Egyptian academic Dr. Ibrahim Awad, on the website of "Diwan Al-Arab", he attacked Sonalla Ibrahim, saying: "It is not good to draw characters, as it does not differentiate here, for example, between a religious young man who works as an assistant to the leader of modern Muslim historians, an atheist who does not believe in God or the Last Day, for example, or a heretic who does not care about ("haram and halal" "Sinner and permissible") or a communist...In vain the honorable reader wonders about the wisdom of the writer including those sexual scenes in his book. It is the same sexual relationship that was between the narrator and both the "Odalisque" and "Pauline", as it is very possible to delete the pages that contain talking about this subject without causing any disruption in the book at all..... Sonallah Ibrahim is cautious, without the slightest thing on which to rely, to distort Al-Jabarti...the book contain severe and indecent linguistic errors…the style in which the book was drafted does not fit the era of the French campaign.

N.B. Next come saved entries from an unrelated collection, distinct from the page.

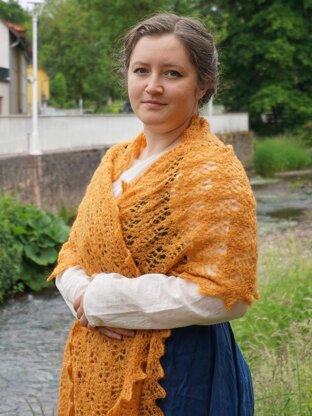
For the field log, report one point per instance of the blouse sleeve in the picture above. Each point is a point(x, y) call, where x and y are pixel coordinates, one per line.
point(151, 301)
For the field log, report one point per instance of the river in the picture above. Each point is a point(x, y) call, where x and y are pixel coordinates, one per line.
point(34, 327)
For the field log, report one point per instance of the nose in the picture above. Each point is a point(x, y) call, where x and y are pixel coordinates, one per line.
point(154, 85)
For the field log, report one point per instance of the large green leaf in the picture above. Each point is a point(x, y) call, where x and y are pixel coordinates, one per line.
point(40, 256)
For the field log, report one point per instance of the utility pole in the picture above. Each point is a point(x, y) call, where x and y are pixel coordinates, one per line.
point(35, 144)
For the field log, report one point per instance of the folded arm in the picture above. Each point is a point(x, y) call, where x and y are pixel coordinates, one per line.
point(151, 301)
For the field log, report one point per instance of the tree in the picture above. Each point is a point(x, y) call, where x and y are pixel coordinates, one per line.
point(81, 38)
point(267, 67)
point(59, 90)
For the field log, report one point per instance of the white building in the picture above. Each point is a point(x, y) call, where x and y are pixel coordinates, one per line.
point(13, 69)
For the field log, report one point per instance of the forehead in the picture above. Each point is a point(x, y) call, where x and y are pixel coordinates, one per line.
point(164, 48)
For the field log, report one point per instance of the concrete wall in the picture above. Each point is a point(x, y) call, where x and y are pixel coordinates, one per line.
point(4, 63)
point(4, 43)
point(53, 180)
point(49, 181)
point(5, 100)
point(63, 133)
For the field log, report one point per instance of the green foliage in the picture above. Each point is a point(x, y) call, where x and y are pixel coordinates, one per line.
point(266, 61)
point(10, 261)
point(265, 51)
point(13, 12)
point(279, 154)
point(30, 241)
point(276, 333)
point(59, 90)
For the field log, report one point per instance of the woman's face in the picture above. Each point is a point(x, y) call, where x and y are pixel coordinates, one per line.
point(162, 83)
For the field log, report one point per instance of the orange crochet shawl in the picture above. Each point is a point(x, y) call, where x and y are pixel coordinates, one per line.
point(191, 214)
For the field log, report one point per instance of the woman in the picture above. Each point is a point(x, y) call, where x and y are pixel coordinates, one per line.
point(163, 249)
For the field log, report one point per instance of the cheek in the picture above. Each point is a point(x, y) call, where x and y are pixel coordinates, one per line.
point(133, 88)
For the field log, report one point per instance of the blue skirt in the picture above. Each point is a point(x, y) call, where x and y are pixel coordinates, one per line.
point(205, 374)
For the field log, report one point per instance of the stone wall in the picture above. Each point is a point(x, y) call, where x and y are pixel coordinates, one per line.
point(53, 180)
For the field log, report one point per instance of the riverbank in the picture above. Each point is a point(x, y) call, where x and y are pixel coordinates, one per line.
point(276, 334)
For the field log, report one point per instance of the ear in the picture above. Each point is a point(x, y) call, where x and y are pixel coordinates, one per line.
point(201, 91)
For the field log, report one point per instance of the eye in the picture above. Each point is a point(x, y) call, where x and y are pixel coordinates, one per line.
point(140, 71)
point(173, 74)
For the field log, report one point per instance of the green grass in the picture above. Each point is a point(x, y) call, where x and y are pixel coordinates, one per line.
point(276, 334)
point(279, 154)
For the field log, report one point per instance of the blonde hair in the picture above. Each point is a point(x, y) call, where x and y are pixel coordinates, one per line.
point(196, 39)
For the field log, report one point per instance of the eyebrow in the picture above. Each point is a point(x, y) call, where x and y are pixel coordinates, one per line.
point(167, 65)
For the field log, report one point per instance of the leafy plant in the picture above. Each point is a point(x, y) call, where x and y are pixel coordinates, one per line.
point(279, 154)
point(34, 237)
point(275, 335)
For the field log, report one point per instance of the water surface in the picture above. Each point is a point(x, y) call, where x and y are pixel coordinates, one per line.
point(33, 328)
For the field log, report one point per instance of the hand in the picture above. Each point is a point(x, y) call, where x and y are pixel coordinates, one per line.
point(115, 333)
point(78, 306)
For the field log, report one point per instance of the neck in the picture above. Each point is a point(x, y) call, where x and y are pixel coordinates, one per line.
point(157, 142)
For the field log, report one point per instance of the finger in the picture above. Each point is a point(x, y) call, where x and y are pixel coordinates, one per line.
point(123, 331)
point(83, 321)
point(76, 303)
point(80, 312)
point(109, 333)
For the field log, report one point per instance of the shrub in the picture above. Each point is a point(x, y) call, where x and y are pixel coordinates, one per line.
point(10, 261)
point(279, 154)
point(30, 240)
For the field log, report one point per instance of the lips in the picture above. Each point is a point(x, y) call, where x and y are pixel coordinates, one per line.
point(152, 102)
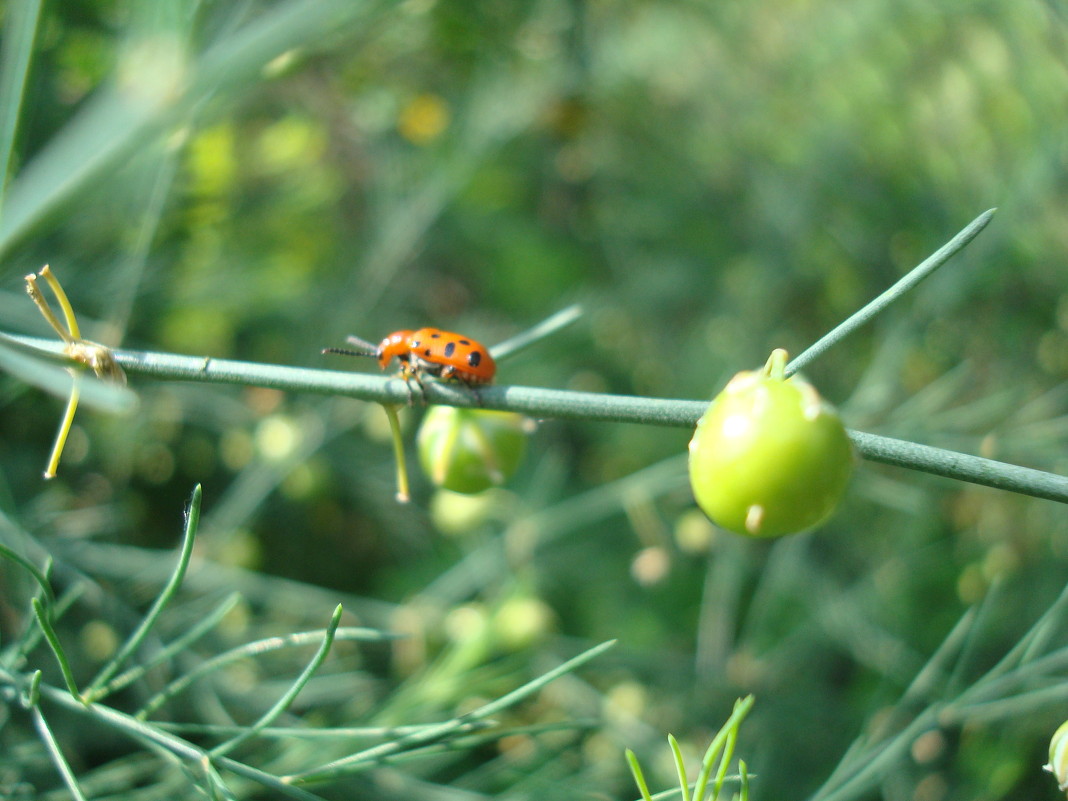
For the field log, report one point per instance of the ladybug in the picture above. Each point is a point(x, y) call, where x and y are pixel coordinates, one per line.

Ahmed al-Arabi wrote on the Forum of Arabs on July 29, 2021: “We are infant of a harrowing and painful but real scene. We have long been victims between an unjust ruler and an assailant who treats us as an investment and colonialism, with complete disregard for our humanity. The roots of the Arab Spring run deep into history.

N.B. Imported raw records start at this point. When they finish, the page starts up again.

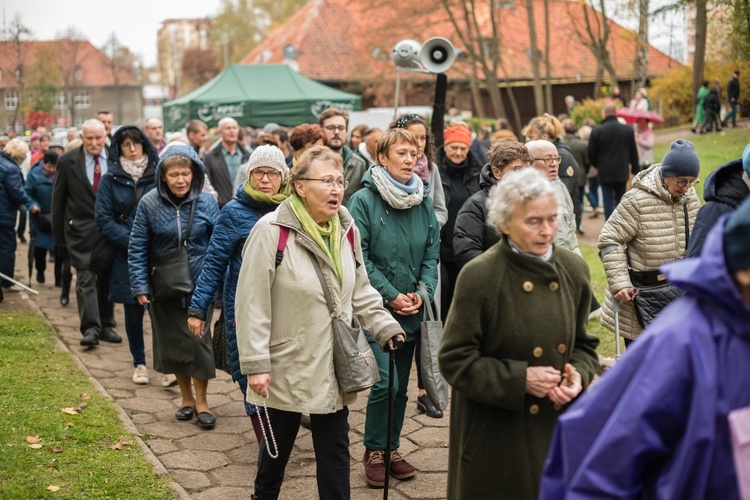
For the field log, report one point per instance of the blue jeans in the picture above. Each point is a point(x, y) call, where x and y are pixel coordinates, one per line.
point(134, 330)
point(611, 193)
point(732, 114)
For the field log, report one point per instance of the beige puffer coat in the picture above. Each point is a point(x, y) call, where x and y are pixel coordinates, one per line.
point(283, 324)
point(651, 229)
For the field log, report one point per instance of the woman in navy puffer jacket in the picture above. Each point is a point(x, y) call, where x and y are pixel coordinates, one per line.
point(267, 186)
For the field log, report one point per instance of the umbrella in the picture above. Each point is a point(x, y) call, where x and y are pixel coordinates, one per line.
point(633, 115)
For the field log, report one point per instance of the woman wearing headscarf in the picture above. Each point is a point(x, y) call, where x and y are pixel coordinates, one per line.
point(160, 226)
point(401, 248)
point(132, 163)
point(265, 189)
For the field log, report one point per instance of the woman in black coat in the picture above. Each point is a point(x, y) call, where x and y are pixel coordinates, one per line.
point(130, 174)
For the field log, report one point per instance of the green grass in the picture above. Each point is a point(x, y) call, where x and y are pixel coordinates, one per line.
point(76, 454)
point(714, 149)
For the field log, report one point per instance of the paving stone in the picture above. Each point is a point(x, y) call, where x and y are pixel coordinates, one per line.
point(214, 441)
point(191, 480)
point(234, 475)
point(194, 460)
point(161, 446)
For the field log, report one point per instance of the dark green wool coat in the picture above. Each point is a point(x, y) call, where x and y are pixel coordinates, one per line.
point(400, 247)
point(509, 312)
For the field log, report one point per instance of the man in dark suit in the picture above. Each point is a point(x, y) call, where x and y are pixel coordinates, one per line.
point(611, 149)
point(73, 197)
point(223, 161)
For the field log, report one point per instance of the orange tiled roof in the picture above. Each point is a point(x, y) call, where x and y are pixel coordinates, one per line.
point(335, 39)
point(93, 62)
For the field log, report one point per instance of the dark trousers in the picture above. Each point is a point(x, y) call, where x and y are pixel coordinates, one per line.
point(7, 253)
point(94, 308)
point(611, 194)
point(134, 330)
point(330, 435)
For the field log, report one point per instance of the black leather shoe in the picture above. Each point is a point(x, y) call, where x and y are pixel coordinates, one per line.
point(185, 413)
point(110, 336)
point(206, 420)
point(89, 339)
point(424, 405)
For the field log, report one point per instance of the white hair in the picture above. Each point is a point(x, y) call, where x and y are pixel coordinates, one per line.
point(515, 187)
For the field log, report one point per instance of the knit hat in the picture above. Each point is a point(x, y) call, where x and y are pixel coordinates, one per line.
point(737, 238)
point(267, 156)
point(681, 160)
point(457, 134)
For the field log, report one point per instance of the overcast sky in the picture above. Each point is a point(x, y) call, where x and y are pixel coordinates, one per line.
point(135, 22)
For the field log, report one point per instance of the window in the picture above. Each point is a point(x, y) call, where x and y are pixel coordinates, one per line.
point(60, 100)
point(82, 99)
point(11, 99)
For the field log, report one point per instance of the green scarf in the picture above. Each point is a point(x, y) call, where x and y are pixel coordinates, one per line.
point(331, 231)
point(261, 197)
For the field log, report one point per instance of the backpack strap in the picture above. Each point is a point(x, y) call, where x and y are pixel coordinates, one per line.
point(281, 245)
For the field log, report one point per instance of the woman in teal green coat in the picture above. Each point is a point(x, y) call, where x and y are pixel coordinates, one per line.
point(401, 248)
point(515, 347)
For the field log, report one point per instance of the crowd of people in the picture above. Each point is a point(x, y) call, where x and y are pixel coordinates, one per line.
point(369, 227)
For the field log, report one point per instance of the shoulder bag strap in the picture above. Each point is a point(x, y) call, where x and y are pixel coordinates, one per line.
point(190, 220)
point(138, 193)
point(326, 290)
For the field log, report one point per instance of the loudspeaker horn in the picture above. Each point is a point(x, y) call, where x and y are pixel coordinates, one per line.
point(437, 55)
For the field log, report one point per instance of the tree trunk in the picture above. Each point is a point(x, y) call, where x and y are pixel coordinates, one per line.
point(699, 59)
point(538, 95)
point(641, 54)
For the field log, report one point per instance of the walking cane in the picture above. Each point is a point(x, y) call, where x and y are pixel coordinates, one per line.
point(397, 342)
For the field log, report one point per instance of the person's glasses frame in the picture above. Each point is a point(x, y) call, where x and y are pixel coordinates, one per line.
point(329, 182)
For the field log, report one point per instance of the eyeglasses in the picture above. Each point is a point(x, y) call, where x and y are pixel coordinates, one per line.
point(329, 183)
point(272, 174)
point(684, 183)
point(549, 161)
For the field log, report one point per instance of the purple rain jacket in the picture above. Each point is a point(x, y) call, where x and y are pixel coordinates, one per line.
point(656, 425)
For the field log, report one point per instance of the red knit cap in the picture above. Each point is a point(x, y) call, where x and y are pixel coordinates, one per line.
point(457, 134)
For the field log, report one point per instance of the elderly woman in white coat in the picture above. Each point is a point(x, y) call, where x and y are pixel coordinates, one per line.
point(284, 327)
point(649, 227)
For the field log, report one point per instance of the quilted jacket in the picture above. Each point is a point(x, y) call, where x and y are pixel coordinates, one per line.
point(649, 228)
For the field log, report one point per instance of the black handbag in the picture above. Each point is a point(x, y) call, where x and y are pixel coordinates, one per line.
point(170, 272)
point(654, 291)
point(104, 251)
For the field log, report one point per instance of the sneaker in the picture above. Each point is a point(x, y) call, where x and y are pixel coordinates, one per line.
point(140, 375)
point(374, 468)
point(168, 380)
point(400, 468)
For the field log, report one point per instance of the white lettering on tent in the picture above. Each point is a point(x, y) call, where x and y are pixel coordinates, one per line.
point(212, 111)
point(320, 106)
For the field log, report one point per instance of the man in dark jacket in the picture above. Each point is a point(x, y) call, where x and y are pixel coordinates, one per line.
point(79, 172)
point(223, 161)
point(334, 123)
point(611, 149)
point(726, 187)
point(733, 95)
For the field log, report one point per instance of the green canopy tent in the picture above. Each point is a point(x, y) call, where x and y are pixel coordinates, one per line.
point(255, 95)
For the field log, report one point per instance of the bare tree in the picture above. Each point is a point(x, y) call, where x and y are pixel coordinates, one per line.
point(70, 44)
point(594, 35)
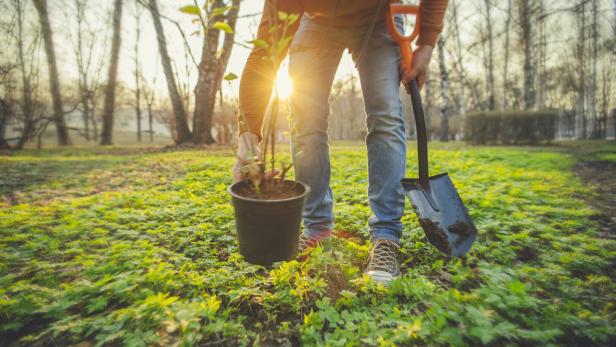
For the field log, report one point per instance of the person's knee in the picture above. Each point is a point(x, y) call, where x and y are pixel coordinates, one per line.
point(387, 123)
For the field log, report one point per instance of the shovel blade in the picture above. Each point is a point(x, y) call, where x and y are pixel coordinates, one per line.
point(442, 215)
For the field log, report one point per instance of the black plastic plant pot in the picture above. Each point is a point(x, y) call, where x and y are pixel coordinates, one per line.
point(268, 230)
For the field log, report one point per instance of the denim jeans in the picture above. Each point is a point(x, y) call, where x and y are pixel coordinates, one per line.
point(314, 56)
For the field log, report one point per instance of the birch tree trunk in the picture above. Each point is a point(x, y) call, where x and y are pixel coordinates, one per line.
point(580, 123)
point(54, 79)
point(541, 57)
point(527, 43)
point(5, 114)
point(506, 58)
point(27, 106)
point(461, 92)
point(137, 70)
point(109, 103)
point(181, 120)
point(211, 70)
point(490, 59)
point(592, 84)
point(444, 90)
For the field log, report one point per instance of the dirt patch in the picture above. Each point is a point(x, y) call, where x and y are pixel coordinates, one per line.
point(463, 229)
point(601, 175)
point(435, 235)
point(279, 191)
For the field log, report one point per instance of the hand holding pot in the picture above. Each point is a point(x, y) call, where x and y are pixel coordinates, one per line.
point(248, 149)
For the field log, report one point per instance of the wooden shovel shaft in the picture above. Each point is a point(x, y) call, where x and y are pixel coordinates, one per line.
point(421, 134)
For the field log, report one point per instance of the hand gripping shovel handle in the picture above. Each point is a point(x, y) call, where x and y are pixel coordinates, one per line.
point(407, 64)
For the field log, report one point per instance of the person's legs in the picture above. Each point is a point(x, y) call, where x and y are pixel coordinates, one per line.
point(380, 81)
point(313, 60)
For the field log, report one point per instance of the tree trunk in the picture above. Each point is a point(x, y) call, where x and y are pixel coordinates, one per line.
point(181, 120)
point(27, 104)
point(54, 79)
point(592, 84)
point(428, 109)
point(490, 67)
point(580, 124)
point(5, 114)
point(506, 59)
point(461, 92)
point(211, 70)
point(541, 57)
point(527, 43)
point(151, 131)
point(109, 104)
point(137, 74)
point(444, 90)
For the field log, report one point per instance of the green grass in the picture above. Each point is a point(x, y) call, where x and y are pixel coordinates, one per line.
point(117, 246)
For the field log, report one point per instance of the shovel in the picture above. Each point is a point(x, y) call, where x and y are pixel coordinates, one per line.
point(441, 213)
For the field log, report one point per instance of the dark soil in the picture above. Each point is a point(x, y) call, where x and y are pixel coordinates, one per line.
point(436, 236)
point(601, 175)
point(278, 191)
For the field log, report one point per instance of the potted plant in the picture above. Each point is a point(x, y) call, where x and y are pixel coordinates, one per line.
point(268, 206)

On the website of the monthly magazine “Al- kalima”, Ali al-Damini analyzed the book “The Turban and the Hat”, which came with: “ the portrait drawn by Mohieddin Ellabbad”, using the combination of paintings of three French painters… looking closely at our book of life and history, and comparing it with the pages of the French campaign, and the modern occupation of our countries, we realize that the depth of our tragedy lies not only in the fact that we’ve been victimized and targeted by others rapacity … But in numerous volitional reasons.

Al Jazeera Net wrote on May 20, 2008: “In this novel, Sonallah Ibrahim was able to transform historical events, whether in the way it was chosen or in controlling its context, into interesting scenarios, basing his works on several foreign translated and Arabic literature about the French campaign against Egypt.” The writer described Sonallah’s novel stating: “He mentions the history of Islam in Jurji Zaydan's novels mainly in terms of commitment to the historical event, even if it was interpreted or understood somehow differently, all while utilizing the spaces between the events to weave a love story that sometimes holds unique perspectives.